Stripe search in Siberia

一月 21, 2000

The tigers of the Russian Far East have become the focus of two major international initiatives, writes Vera Rich.

Fifteen joint Russian-United States teams - comprising game-wardens and ecologists - are carrying out a census of the tiger population. And negotiations are under way to set up an international tiger reserve straddling the Sino-Russian frontier.

The habitat of the tigers (variously known as Amur or Ussuri tigers) is the Maritime and Khabarovsk territories of Russia and the Chinese province of Heilongjiang. Their numbers have declined considerably during the past century, although there has been some recovery in recent years. It is thought there are some 1,000 in existence, of which more than half are in zoos and circuses.

The census, funded by the World Wildlife Foundation, will be based on the traditional method of counting tiger-tracks in the snow.

On the Russian side of the frontier, the tigers are (theoretically) well-protected, and a conviction for killing a tiger entails heavy fines and prison sentence.

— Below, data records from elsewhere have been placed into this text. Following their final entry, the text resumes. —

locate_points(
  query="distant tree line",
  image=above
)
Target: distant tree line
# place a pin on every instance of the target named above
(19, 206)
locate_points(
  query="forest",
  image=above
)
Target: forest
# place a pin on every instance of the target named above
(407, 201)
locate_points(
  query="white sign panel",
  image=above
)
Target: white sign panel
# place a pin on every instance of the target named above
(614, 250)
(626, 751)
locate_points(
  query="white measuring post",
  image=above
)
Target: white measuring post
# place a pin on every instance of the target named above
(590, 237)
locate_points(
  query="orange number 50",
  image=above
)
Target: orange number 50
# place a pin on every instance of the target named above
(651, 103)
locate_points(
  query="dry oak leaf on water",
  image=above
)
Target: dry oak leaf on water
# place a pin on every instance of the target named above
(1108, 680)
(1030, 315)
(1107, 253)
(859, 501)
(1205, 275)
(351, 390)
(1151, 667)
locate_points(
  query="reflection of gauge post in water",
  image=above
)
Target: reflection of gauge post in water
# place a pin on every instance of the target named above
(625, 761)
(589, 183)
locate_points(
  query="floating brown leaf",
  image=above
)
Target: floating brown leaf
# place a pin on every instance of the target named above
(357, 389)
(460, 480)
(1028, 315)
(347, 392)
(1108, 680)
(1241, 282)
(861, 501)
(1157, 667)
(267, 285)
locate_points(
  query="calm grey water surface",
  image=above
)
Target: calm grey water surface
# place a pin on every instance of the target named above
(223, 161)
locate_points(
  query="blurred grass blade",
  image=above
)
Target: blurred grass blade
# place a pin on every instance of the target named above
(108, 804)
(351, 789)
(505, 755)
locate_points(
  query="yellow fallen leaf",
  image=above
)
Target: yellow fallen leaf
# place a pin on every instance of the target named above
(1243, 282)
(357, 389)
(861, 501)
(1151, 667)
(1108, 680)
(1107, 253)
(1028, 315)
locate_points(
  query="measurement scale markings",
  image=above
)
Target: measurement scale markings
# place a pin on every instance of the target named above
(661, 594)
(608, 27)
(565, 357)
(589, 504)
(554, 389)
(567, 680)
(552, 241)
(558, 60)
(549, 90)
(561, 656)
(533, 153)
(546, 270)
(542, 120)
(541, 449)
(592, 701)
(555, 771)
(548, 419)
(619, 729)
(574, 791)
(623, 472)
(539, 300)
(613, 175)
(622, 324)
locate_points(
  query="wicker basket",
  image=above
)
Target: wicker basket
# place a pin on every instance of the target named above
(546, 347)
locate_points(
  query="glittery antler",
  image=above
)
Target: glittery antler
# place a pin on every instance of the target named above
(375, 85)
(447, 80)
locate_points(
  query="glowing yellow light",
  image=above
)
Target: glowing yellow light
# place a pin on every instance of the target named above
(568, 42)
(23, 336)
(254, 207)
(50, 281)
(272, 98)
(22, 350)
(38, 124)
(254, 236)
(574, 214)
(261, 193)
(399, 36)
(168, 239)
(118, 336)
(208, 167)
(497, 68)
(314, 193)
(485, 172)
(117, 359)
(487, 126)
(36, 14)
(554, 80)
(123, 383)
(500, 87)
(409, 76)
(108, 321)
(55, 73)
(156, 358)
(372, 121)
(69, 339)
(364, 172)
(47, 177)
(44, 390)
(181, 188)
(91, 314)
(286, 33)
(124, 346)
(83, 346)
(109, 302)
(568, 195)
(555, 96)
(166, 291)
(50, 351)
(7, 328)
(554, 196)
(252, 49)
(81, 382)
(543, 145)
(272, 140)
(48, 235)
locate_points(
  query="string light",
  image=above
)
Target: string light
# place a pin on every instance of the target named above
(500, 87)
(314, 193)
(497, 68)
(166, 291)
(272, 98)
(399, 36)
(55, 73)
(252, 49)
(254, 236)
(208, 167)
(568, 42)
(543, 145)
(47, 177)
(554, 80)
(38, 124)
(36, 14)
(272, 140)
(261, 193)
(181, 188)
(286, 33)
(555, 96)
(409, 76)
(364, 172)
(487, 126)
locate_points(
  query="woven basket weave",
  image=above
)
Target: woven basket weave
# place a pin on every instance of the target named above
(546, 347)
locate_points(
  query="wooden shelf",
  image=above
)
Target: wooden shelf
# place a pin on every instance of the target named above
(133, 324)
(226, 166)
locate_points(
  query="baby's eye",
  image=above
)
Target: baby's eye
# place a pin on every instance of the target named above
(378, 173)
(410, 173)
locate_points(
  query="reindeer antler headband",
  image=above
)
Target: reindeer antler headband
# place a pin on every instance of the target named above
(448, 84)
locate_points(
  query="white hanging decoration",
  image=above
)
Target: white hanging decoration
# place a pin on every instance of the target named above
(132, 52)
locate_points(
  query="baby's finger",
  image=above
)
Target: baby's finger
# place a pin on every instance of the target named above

Unfortunately, the international frontier in the area is in places merely notional, and the tigers cross over into Heilongjiang. Despite penalties being even more severe (up to possible execution) in China, poachers are prepared to take the risk. The tiger skins are worth tens of thousands of dollars on the international black market and the bones, meat and offal are valuable ingredients for traditional Chinese medicine, enhancing, it is believed, strength and male potency.

The Russians are urging that an international reserve be established spanning the frontier, within which penalties for poachers would be "stiffer", though how a death sentence is to be increased has not been explained. Within this reserve, not only tigers would be protected; the hunting of "hoofed animals" that form their natural prey would also be prohibited.

So far, neither the Russian nor the Chinese government has given its approval to the plan; though the Russians have taken a first step by creating a "protected zone" for tigers on the Borisovskoye plateau of the Maritime Territory.